Insights
Monday, May 16, 2005
  The Role of Education?
I was reading through my ACM TechNews email this evening and was struck with how well it is put together. I get a lot of summary mails because I don't have a lot of time to surf or read RSS feeds, but I want to try and keep up with what's happening in the industry. I can't escape email, so at least it's in front of me rather than having to deal with RSS. I have to say that the ACM article summaries are some of the best I've seen. Some of the articles were condensed so well that I really didn't get any more out of reading the full article. Well done, ACM.

Anyway, why I'm bothering with this entry has to do with this article from MIS Magazine's Asia Edition. The title of the article is What CIOs need from IT schools and includes quotes from Steven Miller, dean of Singapore Management University's (SMU) School of Information Systems. One of these is:
As a university, it is our job to prepare students to enter the workforce, and to adapt to what we know will be a very dynamic and uncertain future over the next several decades.
I don't know much about SMU, and considering this quote is from a magazine focused on MIS rather than Computer Science, I'm guessing that it would be classified as more of a business college or something similar in the US. I do have a major issue with the dean of something called a university (even in Asia) making claims that the goal of education is to make people employable. I believe the fundamental goal of education is to teach people how to think, and to think critically. If you can do this, you can learn nearly anything else.

To be fair to Mr. Miller, he does also mention that they must focus on both the near-term and longer-term needs of their students. Balanced education is certainly a good thing, but if you're dealing with a fixed amount of time, I wonder what kinds of topics get priority and which are left on the cutting room floor. I deal with a number of people on a daily basis from a wide array of backgrounds. The ones that continually stand out are the ones who both know their own capabilities and limitations and who can figure out how to solve problems. This can be computer problems or people problems.

The article also points out how more vendors are establishing relationships with colleges and universities so that students are exposed to their tools and products. Of course, they say it's so the students are prepared for the "real world" and are ready to be employable. I say that this is simply a well known marketing tactic put to good use (and one that has been done for quite a while). Of course, if you use Oracle or some other product when it's free, you'll take the experience with you into the "real world" and be more inclined to use it when you have to convince someone else to pay the licensing costs. It worked for me and NeXTSTEP (I bought one when I was still in school).

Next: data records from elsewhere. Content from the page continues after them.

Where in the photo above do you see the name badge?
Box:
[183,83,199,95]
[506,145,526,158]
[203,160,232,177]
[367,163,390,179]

However, clever marketing aside, the real question here is if the student is learning the concept or the tool? All too often, the focus is on learning a specific tool without the underlying concepts. This is especially true of "Tech Institutes", Business Colleges and other educational institutions of a similar nature. The problem with this is you get a person who doesn't understand the why, they only know the how. When the how breaks, it takes them much longer to figure out what happened. It also serves to constrain their thinking into what is possible/easy to do with a given tool rather than what you can accomplish with any tool of a given type (or what was used to build the tool in the first place). People who can think and who learn the why are more likely to achieve anything they decide they want to do.

I'm sure SMU will be successful in their curriculum. The IT market is picking up all the time. Maybe the broader background will force some of their students to learn to think, maybe it won't. I know that I was pretty busy with getting to take all the classes I wanted to and still graduate before I was 60. However, my experience with the US educational system was pretty good: I learned how to learn. These days, I do a lot of reading, and I've recently dusted off my critical thinking cap to push myself to be better at what I do. What this means to me is that I'm reading stuff on psychology, philosophy, business, software architecture, security, leadership, software development, process improvement, management and history. I can do this effectively and without a lot of supervision because I learned how to learn.

It would be a dark day indeed if education really became "how to make Joe employable" rather than "how do we teach Joe to learn". It's really back to the whole idea about giving people the tools they need to be successful (teaching them to fish). If you look around, there's an awful lot of people out there looking for a free dinner. We don't want to encourage this behavior anymore than we have to do.